Open Notebook Science, Selected Content, Delayed (ONS-SCD)
I am trying to juggle my work in a dual Open-And-Closed way.
To explain: I try to keep an electronic ‘Open Notebook’ that aligns with the principles of the Open Notebook Science (ONS) movement’s ‘Selected Content – Delayed’ category (ONS-SCD). Back in 2012 when I started my notebook I looked around for models of what style of publication I wanted. I knew that some of my work was owned by the university I work at, and I am not allowed to publish this openly. Then there is other stuff I owned as part of my PhD, but that I might not want to release all the details of my work. So I settled on a ‘Selected Content - Delayed’ category and got the logo shown here from the (now-defunct) website http://onsclaims.wikispaces.com/. The ONS movement is still described on Wikipedia though https://en.wikipedia.org/wiki/Open_notebook_science.
In this publication model I make publicly available the content of my research notebook (like a blog), in which I write reports of the details of the data, code and documents related to my research. I selectively make material open on github, and I sometimes delay publication of the material that I keep in my private research notebook. That work is kept private either because it includes unpublished work that I wish to keep embargoed until after publication, or because it is all the gory details of process of writing code to create or analyse data that is not appropriate for open publication.

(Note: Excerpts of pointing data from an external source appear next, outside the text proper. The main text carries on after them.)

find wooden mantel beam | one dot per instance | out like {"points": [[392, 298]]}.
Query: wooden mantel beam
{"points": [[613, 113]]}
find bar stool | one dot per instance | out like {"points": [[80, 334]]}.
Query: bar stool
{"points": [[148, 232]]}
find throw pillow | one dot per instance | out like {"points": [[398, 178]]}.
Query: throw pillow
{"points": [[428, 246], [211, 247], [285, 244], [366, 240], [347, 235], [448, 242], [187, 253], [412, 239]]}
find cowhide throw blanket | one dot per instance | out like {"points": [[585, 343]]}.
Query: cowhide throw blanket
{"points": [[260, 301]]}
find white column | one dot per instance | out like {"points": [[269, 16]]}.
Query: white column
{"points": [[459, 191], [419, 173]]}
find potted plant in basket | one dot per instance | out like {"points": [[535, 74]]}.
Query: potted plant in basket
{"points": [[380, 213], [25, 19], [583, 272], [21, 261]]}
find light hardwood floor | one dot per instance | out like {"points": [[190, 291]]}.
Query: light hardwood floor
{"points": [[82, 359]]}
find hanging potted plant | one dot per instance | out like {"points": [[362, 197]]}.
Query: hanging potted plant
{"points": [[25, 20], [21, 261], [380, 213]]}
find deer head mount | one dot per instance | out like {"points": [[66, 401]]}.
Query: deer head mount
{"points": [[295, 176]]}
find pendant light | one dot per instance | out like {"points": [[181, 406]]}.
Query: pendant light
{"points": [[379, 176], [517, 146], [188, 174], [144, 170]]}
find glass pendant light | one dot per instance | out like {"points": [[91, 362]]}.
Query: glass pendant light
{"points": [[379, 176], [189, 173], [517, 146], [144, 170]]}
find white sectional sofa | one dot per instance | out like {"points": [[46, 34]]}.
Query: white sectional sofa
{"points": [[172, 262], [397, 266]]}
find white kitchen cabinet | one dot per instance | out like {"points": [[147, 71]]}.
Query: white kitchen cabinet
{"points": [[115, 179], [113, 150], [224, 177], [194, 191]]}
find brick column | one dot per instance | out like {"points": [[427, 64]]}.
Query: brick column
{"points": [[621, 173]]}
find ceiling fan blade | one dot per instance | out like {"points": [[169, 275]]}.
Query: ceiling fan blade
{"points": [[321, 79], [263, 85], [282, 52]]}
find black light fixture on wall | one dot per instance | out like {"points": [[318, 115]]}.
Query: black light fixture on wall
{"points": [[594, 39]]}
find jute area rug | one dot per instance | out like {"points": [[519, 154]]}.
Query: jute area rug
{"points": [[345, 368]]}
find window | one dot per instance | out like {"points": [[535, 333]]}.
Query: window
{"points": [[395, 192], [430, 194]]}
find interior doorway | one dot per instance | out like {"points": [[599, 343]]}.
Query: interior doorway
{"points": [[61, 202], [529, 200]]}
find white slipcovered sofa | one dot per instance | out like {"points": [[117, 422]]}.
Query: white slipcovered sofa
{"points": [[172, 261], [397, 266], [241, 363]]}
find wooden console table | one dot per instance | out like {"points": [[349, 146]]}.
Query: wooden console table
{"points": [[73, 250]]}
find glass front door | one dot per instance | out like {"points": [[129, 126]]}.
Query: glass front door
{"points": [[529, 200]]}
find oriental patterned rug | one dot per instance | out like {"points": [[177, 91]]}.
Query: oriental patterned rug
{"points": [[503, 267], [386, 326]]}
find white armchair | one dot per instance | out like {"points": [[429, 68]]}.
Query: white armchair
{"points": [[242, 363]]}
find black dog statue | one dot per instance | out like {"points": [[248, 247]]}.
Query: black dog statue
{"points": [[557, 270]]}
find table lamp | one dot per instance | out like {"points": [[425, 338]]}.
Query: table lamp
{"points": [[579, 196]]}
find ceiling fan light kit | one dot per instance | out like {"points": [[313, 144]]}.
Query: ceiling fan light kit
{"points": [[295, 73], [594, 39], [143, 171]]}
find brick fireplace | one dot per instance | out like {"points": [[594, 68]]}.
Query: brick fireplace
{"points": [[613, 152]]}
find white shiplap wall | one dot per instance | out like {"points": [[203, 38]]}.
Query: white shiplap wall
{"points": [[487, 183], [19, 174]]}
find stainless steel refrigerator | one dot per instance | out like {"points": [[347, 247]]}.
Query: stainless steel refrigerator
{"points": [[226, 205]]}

In previous work I have either paid for additional private repos on github, and made the repo open once the paper is published, or alternately used bitbucket with unlimited free private repos for university students and then just put together a public repo for sharing ‘polished’ outputs.
The upshot is that I use this part open / part closed approach during the data exploration, cleaning, analysis and writing. In my opinion as long as the final workflow is clearly and openly documented and reproducible, that’s the most important thing.
The motivation stems back to the Climategate scandal and infamous ‘Harry Readme’ file
My supervisors over the years have all been really supportive of working in an open way and I have flirted with the idea of being completely open. However, I got a little worried about the implications of working too openly when malicious people might dig though my work for vexatious reasons, such as looking for errors or embarrassing comments I might inadvertently make that, when taken out of context, might make me sound foolish.
This sounds far fetched, but as an example of this, a few years ago there was a fair amount of heat generated by a lot of emails and other documents from the University of East Anglia Climate Research University. I was particularly interested because I was struggling to make sense of a lot of weird and wonderful databases and I felt a lot of sympathy for ‘Harry’, someone who as far as I could tell was doing a pretty good job of exploring, cleaning and documenting their work.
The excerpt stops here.